We note that the algorithm described in this paper is very fast to train and execute because it relies only upon logistic regression and PCA. As such, a new model may be fit on a standard consumer laptop within seconds of new data becoming available. Moreover, with modern cloud architecture, the transcription and sentiment analysis that forms part of the input to this ML model can be computed in real time. Taken together, this allows model updates to occur at whatever cadence is deemed desirable and allows physician insight into the participant’s ultimate response to the treatment immediately after the participant’s integration session instead of weeks to months later.

Finally, it is striking that NLP alone gives such a good measure of immediate and early drug effect without recourse to subjective rating scales or even the EBI. It suggests key elements of the participant’s mental state can be captured by a passively measured behavioral measure in real time. By utilizing similar information from the preparation and drug administration sessions, we may be able to identify additional signals that improve the accuracy of our predictive model. Furthermore, by using NLP signals from preparation sessions alone, it may be possible to identify which participants are likely to be more responsive to COMP360 therapy prior to the drug administration session. Preparedness may be an important variable for selecting patients for COMP360 therapy, and possibly other psychedelic treatments (Haijen et al. 2018). Additionally, we see future potential for this approach to offer insight into the quality of the psychological support that we assume to be essential for the safe delivery of psychedelic treatments. NLP analysis of the preparation and integration session dialog may also shed light on how treatments may need to be adapted or improved for those who do not respond to an initial treatment.

Limitations of this study include that we were only able to analyze a cohort of 101 participants at 3 weeks and 90 individuals at 12 weeks. While this sample size is more than sufficient for the logistic regression models used in this study, additional subjects from future studies will allow us to further validate the current findings and utilize more advanced machine learning models for prediction such as random forests (Breiman 2001) and neural nets (Mikolov et al. 2013; Vaswani et al. 2017; Devlin et al. 2018; Brown et al. 2020) while reducing the risk of overfitting. Also, because all therapists were trained to follow a specific, well-defined, and non-directive psychological support model (Tai et al. 2021) and not all of the therapists were clinical psychologist, the results may not generalize to other psychedelic therapy contexts. Finally, the burgeoning field of digital biomarkers (Coravos et al. 2019; Jacobson et al. 2019; Cavedoni et al. 2020) may also be integrated to provide signals that correlate with participant response before, during, and after treatment.

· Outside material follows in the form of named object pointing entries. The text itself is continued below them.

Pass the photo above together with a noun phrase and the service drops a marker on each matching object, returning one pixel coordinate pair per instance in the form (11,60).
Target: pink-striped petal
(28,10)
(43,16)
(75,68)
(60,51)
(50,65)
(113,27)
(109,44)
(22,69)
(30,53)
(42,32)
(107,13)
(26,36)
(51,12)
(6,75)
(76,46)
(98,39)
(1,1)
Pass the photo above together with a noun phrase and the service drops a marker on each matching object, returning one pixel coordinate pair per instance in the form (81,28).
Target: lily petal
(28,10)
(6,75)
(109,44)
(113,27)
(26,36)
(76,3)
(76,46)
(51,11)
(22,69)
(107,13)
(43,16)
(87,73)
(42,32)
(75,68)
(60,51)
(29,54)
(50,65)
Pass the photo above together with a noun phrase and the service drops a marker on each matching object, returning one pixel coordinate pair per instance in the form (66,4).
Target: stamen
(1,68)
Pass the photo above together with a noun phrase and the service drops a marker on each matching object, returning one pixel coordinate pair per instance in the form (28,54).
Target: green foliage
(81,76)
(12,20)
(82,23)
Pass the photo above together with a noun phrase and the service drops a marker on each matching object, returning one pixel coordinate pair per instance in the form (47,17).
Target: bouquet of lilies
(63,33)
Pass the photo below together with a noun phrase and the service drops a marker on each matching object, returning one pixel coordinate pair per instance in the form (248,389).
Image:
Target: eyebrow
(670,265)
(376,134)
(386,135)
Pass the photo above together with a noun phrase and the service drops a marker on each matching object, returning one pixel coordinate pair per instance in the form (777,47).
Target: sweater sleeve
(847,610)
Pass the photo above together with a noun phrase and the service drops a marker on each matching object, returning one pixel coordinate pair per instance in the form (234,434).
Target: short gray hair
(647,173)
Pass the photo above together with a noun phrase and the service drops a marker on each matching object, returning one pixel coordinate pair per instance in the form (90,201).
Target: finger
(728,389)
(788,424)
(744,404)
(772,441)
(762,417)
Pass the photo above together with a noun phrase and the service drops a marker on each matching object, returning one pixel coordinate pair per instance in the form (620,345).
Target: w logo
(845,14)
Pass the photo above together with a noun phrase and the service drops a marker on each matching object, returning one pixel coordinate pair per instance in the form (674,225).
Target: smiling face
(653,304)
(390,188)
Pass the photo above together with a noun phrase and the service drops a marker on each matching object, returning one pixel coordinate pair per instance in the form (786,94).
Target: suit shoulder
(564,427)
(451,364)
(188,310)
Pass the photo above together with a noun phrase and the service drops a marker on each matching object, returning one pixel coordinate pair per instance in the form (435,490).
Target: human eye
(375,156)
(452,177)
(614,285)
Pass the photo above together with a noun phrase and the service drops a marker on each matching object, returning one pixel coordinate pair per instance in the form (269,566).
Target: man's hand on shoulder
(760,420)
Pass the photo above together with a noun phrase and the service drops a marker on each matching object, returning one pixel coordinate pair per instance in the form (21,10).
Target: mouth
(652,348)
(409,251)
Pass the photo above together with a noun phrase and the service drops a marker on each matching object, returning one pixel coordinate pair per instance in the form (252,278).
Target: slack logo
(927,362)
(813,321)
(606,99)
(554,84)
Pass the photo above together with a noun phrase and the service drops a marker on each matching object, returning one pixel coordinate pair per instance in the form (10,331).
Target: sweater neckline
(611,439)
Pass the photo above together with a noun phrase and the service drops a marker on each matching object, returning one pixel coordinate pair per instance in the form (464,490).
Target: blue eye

In summary, recent advances in utilizing psychedelic treatment for participants with depression show promising results (Goodwin et al. 2022; Davis et al. 2021; Muttoni et al. 2019). In this paper, we demonstrate that we are able to accurately predict treatment response to COMP360 in combination with the associated psychological support model (Goodwin et al. 2022; Tai et al. 2021) using a logistic regression machine learning model that includes NLP metrics from the first integration session, participant’s self-response on the EBI scale, and treatment arm. In turn, this ability to predict outcomes has substantial beneficial implications to providers, payers, and participants with respect to future additional treatment or interventions. As additional language and EBI data are collected and combined with digital biomarkers from tools such as smart devices, we expect that this methodology, along with more powerful machine learning models, will further increase our ability to predict participant response to psychedelic treatment. Ultimately, this will allow for more objective, real-time, and personalized care for future patients.